El 12 de setiembre de 2004 quedará grabado en la memoria colectiva como el día en que Ariel Arnaldo Ortega volvió a ser feliz en una cancha. Como el día en que el Burrito se reencontró con la ovación de la gente, con la magia de su fútbol y con su amiga de toda la vida: la pelota. La misma que lo acompañó desde su infancia en los potreros de Libertador General San Martín, en su Jujuy natal, y que lo siguió, a sol y sombra, en sus primeros pasos en Atlético Ledesma con tan sólo 14 años, y también el resto de su carrera. Fue una tarde de primavera en la que el Coloso albergó a 35 mil almas rojinegras que vibraron, gritaron, gozaron y se esperanzaron con las gambetas, los amagues y los quiebres de cintura de Ortega. En definitiva, fue una tarde histórica en que todo Newell’s vivió al compás del Burrito. Por la expectación que despertó en la previa su presencia y por lo que generó dentro de la cancha.
Claro que para que la fiesta fuese completa en el retorno a las canchas argentinas del jujeño faltó que la estructura colectiva del equipo acompañara su evolución, ya que el equipo dirigido por el Tolo estuvo más cerca de perderlo, que de ganarlo, pese a que también pudo hacerlo. Al fin el empate (1-1), aunque parezca escaso, le sirvió para seguir creciendo. En esa búsqueda será imprescindible también que Ortega esté mejor rodeado y que tenga la compañía suficiente como para que su habilidad pueda redundar en los resultos esperados.

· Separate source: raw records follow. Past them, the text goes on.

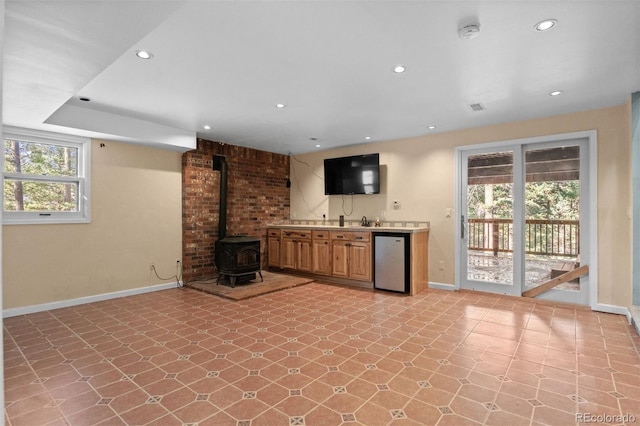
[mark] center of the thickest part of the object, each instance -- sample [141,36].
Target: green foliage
[27,159]
[499,206]
[544,200]
[553,200]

Con un marco conmovedor, la primera explosión de la tarde retumbó a las 15.27 cuando por los altoparlantes anunciaron la formación: el Burrito se robó por escándalo todos los aplausos. Cuatro minutos después ingresó el equipo, con Ortega, sexto en la fila, con la camiseta número 7. Después de posar para los fotógrafos, primero saludó tibiamente, pero después se rindió ante la estruendosa ovación que bajó de los cuatro costados. Mientras, cada uno de sus movimientos precompetitivos fueron seguidos, como su sombra, por una nube de reporteros gráficos y camarógrafos, al tiempo que los plateístas de la vieja visera lo seguían con su mirada, parados desde sus lugares, asombrados -casi incrédulos- y con admiración, disfrutando del hecho de verlo con la camiseta soñada, aunque algunos también con un poco de esceptisismo por su larga ausencia de las canchas.

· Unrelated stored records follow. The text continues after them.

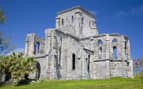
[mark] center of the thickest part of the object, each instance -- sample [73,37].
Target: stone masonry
[74,50]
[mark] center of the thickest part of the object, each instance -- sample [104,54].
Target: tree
[2,17]
[4,42]
[16,67]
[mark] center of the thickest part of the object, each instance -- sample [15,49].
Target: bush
[17,66]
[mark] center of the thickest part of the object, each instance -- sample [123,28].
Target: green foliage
[5,45]
[17,65]
[115,83]
[2,17]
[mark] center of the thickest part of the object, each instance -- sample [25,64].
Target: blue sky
[112,16]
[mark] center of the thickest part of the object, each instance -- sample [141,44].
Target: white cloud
[132,11]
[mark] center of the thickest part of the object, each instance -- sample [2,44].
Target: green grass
[115,83]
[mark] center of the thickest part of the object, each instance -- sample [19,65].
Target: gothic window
[100,52]
[88,61]
[100,43]
[115,53]
[72,19]
[73,61]
[114,41]
[62,21]
[82,20]
[36,48]
[126,48]
[58,22]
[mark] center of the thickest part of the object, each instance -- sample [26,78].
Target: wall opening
[73,61]
[72,19]
[100,52]
[100,43]
[38,70]
[114,41]
[88,66]
[37,48]
[62,21]
[115,53]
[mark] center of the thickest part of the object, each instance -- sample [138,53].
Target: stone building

Pero bastaron pocos minutos para que el descrédito fuera quedando de lado y la desconfianza le dejase lugar a la ilusión. La primera muestra la entregó al minuto, cuando desparramó a Diego Cocca, o el quiebre de cintura y concierto de amagues con que les hizo un nudo a Tavio y San Martín, que generó los «oleeés…» iniciales de la tribuna. Fue partícipe en el empate de Scocco y la gente se rompió las manos para aplaudir cuando enganchó para acá, para allá en el borde del área, y terminó generando un córner.